FL: Reversible and Irreversible Processes

Reversible and Irreversible Processes


A reversible process is one which can be "undone" without a affecting the surroundings. Alternatively, it is a process that can reverse direction at any point due to an infinitesimal change in external conditions (driving force).


A reversible process is an ideal one that yields the maximum possible work attainable.

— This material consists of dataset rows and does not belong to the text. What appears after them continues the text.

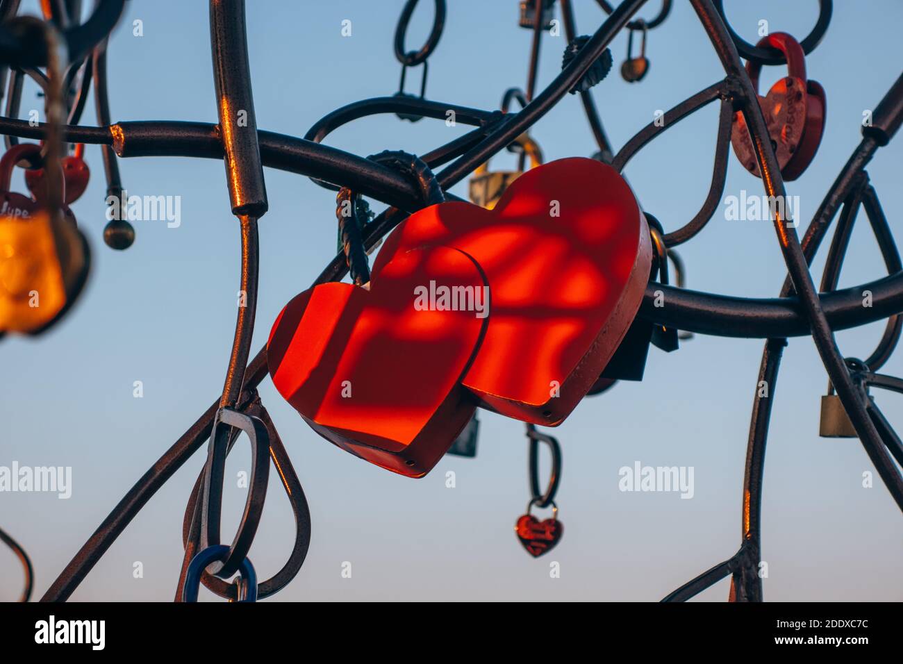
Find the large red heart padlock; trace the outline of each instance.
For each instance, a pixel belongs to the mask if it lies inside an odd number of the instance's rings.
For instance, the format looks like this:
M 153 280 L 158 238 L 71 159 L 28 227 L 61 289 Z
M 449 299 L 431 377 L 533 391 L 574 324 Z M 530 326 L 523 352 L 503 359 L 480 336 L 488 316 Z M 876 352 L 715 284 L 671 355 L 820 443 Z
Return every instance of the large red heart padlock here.
M 489 210 L 446 202 L 386 238 L 377 278 L 399 252 L 461 249 L 491 295 L 489 327 L 463 384 L 490 410 L 562 422 L 591 389 L 630 326 L 648 282 L 649 229 L 624 179 L 571 157 L 532 168 Z
M 425 474 L 479 403 L 557 424 L 636 315 L 648 227 L 624 180 L 591 159 L 539 166 L 492 210 L 411 215 L 370 290 L 297 295 L 270 333 L 276 388 L 321 435 L 384 468 Z
M 442 247 L 402 251 L 369 289 L 322 284 L 276 319 L 267 363 L 279 393 L 318 434 L 383 468 L 429 472 L 473 416 L 461 385 L 487 318 L 447 308 L 427 293 L 486 297 L 466 254 Z M 478 295 L 479 294 L 479 295 Z
M 775 83 L 759 103 L 775 147 L 777 165 L 784 180 L 796 180 L 815 156 L 824 133 L 826 99 L 824 89 L 805 78 L 803 47 L 787 33 L 764 37 L 759 47 L 771 46 L 781 51 L 787 61 L 787 76 Z M 759 89 L 760 64 L 746 63 L 753 87 Z M 731 143 L 740 164 L 753 175 L 761 177 L 756 152 L 743 114 L 734 114 Z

Consider the following isothermal expansions/compressions of an ideal gas. Calculate the work for each step when the total mass of the blocks is 1020kg, the area of the piston surface is 0.1 $m^2$, the initial height of the piston is 0.4$m$ and the amount of gas present is 1 mol.

1 step
$\Delta U + \Delta E_k + \Delta E_p = Q + W$
$W = -Q$
$W = - Q = -\int P_E dV = -P_E \Delta V$

$P_E$ is larger for the compression than for the expansion! The work obtained from the expansion is less than that required for the compression.

1 step
$W = - Q = -\int P_E dV = -(P_{E}\Delta V)_{1 \to i} - (P_{E}\Delta V)_{i \to 2}$

The difference between $(P_{E}\Delta V)_{i \to 1(2)}$ and $(P_{E}\Delta V)_{1(2) \to i}$ (the forward vs the reverse) is smaller than for the 1 step process. The difference in the work obtained/required is also smaller.

1 step
$W = - Q = -\int P_E dV = -(P_{E}\Delta V)_{1 \to i_1} -(P_{E}\Delta V)_{i_1 \to i_2} - (P_{E}\Delta V)_{i_2 \to i_3} - (P_{E}\Delta V)_{i_3 \to 2}$

Again, the difference decreases further for the multi-step process. If the step gets even smaller, the external pressure at each step eventually becomes essentially equal to the internal pressure at each step ($P_E \to P$).

$W = - Q = -\int P_E dV = -\int P dV = -\int nRT \frac{dV}{V} = -nRT\ln\left (\frac{V_2}{V_1}\right )$

Explain the difference between a reversible and irreversible process.


Because a reversible process is the ideal/limiting case, we will use it as the reference point for efficiency calculations.